The association most people have between Jimi Hendrix and massive festivals is Woodstock.
But on July 4, 1970, about 100 miles south of Atlanta in Byron, Hendrix played to the largest American audience of his career, an estimated 300,000-400,000, at the second Atlanta International Pop Festival.
On Sept. 4, Hendrix’s historic performance — but one not always mentioned — will receive deserved attention when Showtime airs “Jimi Hendrix: Electric Church,” a new documentary about Hendrix’s appearance and the circumstances surrounding it.
In addition to the broadcast, Experience Hendrix LLC and Legacy Recordings will release “Freedom: Jimi Hendrix Experience Atlanta Pop Festival” as a two-CD set and a 200-gram two-LP vinyl set (the first 5,000 vinyl units will be individually numbered). The audio release will include six performances that are not part of the Showtime documentary.
A DVD and Blu-ray version of the film will arrive Oct. 30 with bonus content.
“Electric Church” includes interviews with legendary Atlanta concert promoter Alex Cooley, who talks about how, despite a lineup already stocked with Bob Seger, B.B. King and the Allman Brothers Band, Hendrix was needed to boost the July 3-5, 1970, festival so it would be considered a major cultural event.

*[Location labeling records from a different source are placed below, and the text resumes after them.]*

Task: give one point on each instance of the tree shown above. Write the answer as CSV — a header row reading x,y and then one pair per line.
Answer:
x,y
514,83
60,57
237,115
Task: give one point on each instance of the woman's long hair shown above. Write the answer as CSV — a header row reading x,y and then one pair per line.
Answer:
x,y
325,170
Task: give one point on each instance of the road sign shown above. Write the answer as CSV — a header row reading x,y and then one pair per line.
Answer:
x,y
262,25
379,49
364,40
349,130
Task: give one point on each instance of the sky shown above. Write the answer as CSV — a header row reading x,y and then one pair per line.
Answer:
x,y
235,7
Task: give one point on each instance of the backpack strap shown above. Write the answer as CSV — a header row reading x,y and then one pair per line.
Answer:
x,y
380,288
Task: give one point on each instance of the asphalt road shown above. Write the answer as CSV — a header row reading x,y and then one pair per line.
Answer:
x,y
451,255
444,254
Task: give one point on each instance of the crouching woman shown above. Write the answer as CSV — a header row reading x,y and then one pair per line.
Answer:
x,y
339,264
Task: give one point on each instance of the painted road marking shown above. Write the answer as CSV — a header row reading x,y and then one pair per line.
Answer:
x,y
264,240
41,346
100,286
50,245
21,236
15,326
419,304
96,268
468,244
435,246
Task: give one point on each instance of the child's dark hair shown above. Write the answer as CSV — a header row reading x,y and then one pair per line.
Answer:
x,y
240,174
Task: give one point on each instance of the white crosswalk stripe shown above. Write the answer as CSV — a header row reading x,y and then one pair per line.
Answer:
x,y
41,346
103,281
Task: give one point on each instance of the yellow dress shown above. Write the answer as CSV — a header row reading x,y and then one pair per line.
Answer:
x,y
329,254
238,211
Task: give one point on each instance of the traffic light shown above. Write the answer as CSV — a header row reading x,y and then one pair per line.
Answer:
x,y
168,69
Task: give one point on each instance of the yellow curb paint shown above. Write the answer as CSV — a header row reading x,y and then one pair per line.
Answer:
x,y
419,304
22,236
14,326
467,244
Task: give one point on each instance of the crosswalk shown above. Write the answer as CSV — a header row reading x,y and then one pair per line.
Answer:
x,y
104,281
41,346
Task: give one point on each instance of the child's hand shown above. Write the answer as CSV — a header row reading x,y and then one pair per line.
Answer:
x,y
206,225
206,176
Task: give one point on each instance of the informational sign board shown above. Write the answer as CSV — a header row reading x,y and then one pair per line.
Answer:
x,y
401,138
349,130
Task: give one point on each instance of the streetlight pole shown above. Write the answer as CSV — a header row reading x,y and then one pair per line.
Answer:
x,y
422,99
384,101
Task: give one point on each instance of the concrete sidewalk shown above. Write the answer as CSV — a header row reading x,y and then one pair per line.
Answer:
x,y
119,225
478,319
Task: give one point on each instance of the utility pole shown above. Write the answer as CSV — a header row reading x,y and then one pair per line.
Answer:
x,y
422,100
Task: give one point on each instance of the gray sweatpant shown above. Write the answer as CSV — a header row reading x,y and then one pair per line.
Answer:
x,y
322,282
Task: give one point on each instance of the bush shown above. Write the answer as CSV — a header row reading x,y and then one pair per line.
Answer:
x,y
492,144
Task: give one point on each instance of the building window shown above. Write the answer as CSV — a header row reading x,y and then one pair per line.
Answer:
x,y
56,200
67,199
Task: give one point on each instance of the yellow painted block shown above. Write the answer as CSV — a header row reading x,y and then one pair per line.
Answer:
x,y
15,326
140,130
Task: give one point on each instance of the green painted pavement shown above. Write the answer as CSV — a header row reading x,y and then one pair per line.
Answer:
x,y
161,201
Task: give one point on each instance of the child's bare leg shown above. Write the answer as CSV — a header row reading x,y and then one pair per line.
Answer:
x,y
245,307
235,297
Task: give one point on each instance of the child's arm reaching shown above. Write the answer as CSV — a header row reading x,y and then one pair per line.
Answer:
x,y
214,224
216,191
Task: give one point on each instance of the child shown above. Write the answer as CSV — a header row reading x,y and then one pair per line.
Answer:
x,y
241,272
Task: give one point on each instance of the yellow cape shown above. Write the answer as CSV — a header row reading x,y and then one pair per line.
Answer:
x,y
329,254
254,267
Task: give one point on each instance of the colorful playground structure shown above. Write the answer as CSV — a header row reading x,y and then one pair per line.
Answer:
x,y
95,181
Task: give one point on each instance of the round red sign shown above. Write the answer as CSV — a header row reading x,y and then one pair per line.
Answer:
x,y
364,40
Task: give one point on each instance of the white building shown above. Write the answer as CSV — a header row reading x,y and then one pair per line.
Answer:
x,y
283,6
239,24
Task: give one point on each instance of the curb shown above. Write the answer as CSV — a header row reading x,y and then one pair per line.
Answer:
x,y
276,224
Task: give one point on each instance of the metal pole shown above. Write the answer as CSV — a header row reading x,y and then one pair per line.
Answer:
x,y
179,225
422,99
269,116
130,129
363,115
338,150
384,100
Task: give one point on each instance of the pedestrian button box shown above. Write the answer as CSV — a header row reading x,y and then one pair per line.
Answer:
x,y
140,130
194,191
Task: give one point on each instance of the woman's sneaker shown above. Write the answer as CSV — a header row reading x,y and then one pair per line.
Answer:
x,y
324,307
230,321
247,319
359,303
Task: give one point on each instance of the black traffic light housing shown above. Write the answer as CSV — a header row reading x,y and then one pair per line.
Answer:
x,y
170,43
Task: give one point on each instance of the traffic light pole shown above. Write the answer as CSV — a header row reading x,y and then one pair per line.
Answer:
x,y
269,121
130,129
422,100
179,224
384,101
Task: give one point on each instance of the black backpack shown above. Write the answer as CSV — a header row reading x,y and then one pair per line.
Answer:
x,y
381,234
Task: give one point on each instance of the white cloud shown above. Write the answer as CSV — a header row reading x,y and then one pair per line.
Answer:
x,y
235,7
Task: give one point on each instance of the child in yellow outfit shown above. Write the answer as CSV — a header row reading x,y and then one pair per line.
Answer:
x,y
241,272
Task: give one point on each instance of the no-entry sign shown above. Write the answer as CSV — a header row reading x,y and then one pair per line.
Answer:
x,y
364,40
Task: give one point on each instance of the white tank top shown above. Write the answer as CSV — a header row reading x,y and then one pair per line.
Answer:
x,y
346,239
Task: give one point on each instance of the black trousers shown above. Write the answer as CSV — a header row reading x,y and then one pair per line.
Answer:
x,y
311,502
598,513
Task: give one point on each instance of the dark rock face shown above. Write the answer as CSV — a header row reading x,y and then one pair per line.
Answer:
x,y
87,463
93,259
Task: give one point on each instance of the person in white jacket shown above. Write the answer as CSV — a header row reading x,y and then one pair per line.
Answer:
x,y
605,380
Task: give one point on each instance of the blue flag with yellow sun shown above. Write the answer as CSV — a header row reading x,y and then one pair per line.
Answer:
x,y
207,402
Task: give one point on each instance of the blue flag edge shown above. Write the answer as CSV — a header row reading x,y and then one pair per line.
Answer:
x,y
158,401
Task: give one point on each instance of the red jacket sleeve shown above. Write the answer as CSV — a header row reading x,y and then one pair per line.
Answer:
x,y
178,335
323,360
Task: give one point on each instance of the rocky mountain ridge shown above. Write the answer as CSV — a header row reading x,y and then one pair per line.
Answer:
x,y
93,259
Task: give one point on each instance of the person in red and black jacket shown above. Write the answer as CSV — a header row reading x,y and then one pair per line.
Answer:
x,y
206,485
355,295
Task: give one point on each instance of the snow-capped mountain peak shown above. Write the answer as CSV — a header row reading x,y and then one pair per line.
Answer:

Others who agreed to interviews in the film are Hendrix’s Experience bandmate Billy Cox, Paul McCartney, Steve Winwood, Rich Robinson, Kirk Hammett, Derek Trucks and Susan Tedeschi.
Fans can expect to see 16 mm color footage of Hendrix’s July 4 appearance, which took place only 10 weeks before he died. Performances include “Hey Joe,” “Voodoo Child (Slight Return),” “Purple Haze” and “Straight Ahead,” which Hendrix had anticipated to release on the album he was working on that summer.
In the film, Cooley remarks that Hendrix’s version of “The Star-Spangled Banner,” played against a backdrop of fireworks, “knocked people’s socks off.”